En sus contadas comparecencias públicas de los últimos meses, Michael Cohen se ha presentado como un hombre arrepentido, cansado de mentir y liberado del peso asfixiante de la omertá desde que empezó a cantar como un jilguero ante la justicia. Aquel pitbull de Donald Trump, que iba en Porsche a la universidad y sacaba la llave inglesa sin contemplaciones cuando urgía cerrar en seco la última fuga en la Torre Trump, es ahora un personaje marchito y ojeroso, como un viejo don de Los Soprano que ha roto con su pasado y busca la redención entre botes de pastillas y confidencias a las autoridades. «He terminado con las mentiras, he terminado con la lealtad a Donald Trump. Mi lealtad pertenece ahora a mi mujer, mis hijos y mi país, dijo el mes pasado en una entrevista a ABC News.

Cohen se ha convertido en uno de los problemas realmente serios del presidente de Estados Unidos, más que la batalla política del Muro o muchas de las polémicas vacuas que cada día aparecen en su Twitter. Quien fuera su abogado personal durante una década, su mano derecha y fixer para todo, ha aceptado una invitación para declarar bajo juramento en el Congreso, donde pretende aportar una «explicación completa y creíble» de su trabajo para el magnate. Esa comparecencia, prevista para el próximo 7 de febrero, ha despertado una enorme expectación en Washington, donde se conocen las ganas de Cohen de ajustar cuentas con su antiguo patrón, por el que llegó a decir que estaría dispuesto a encajar una bala para protegerlo.

Todo aquello es historia, como quedó patente en agosto, cuando Cohen se declaró culpable ante un tribunal federal de fraude fiscal, falso testimonio y violación de la ley electoral. En su caída implicó directamente al presidente, tras sostener que actuaba a instancias suyas cuando pagó cientos de miles de dólares a la actriz porno Stormy Daniels y la modelo Karen McDougal para silenciar en plena campaña los presuntos affaires extramatrimoniales que el magnate habría tenido con ellas. «Sentí que era mi obligación cubrir sus sucias obras», dijo ante el juez refiriéndose a Trump.

Cohen fue condenado a tres años de prisión, aunque podrían ser más porque en una causa paralela admitió haber mentido ante el Congreso sobre sus gestiones en plena campaña para construir un rascacielos Trump en Moscú, misión que le puso en contacto con varios allegados de Vladímir Putin.
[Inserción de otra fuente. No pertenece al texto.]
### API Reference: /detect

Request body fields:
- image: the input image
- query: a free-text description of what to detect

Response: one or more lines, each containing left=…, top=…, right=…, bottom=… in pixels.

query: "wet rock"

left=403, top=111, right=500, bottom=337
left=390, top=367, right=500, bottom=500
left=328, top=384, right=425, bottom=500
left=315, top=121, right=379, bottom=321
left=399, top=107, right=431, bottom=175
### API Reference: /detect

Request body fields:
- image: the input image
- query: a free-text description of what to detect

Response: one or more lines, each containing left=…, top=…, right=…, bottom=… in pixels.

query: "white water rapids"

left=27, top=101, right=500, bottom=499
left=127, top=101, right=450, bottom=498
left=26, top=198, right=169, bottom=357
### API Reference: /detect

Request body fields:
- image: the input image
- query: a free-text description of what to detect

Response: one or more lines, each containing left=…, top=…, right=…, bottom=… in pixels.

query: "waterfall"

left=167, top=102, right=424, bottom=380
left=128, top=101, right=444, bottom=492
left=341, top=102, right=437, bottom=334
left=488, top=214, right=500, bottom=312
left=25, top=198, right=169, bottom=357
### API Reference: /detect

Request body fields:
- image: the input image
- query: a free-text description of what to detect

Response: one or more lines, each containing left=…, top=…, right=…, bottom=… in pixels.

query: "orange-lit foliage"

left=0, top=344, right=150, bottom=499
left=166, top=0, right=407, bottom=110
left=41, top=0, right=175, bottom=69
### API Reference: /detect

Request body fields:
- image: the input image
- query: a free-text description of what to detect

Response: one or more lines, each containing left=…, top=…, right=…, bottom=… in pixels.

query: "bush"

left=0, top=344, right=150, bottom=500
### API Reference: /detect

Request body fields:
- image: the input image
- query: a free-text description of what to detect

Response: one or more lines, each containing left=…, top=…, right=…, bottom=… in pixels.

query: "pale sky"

Desde entonces ha pasado más de 70 horas declarando ante los fiscales de Manhattan y el equipo de Robert Mueller, el hombre que investiga los lazos de la campaña del republicano con la trama rusa para interferir en las últimas presidenciales de EE UU.

Como el ‘Watergate’

De ahí el interés de su próxima comparecencia en el Congreso. Algunos ven un paralelismo con 1973, cuando John Dean, el antiguo consejero de Richard Nixon y figura clave en el encubrimiento del caso Watergate, dejó boquiabierto al país al implicarse a sí mismo y al presidente en un delito de obstrucción a la justicia. Un año después Nixon presentó su dimisión.

«Si Michael Cohen testifica en abierto ante un tribunal, su credibilidad será despedazada», dijo David Dorsen, uno de los consejeros del Comité del Senado que investigó el Watergate. A su favor tiene documentos y cintas de sus conversaciones con el magnate, pero la campaña para presentarle como un mentiroso patológico que solo busca salvar el pellejo lleva meses arreciando. Tanto Trump como Rudolph Giuliani, su abogado, han dicho que es un «pedazo de mierda», «una rata» y una «persona débil», la misma jerga mafiosa de los personajes de Los Soprano.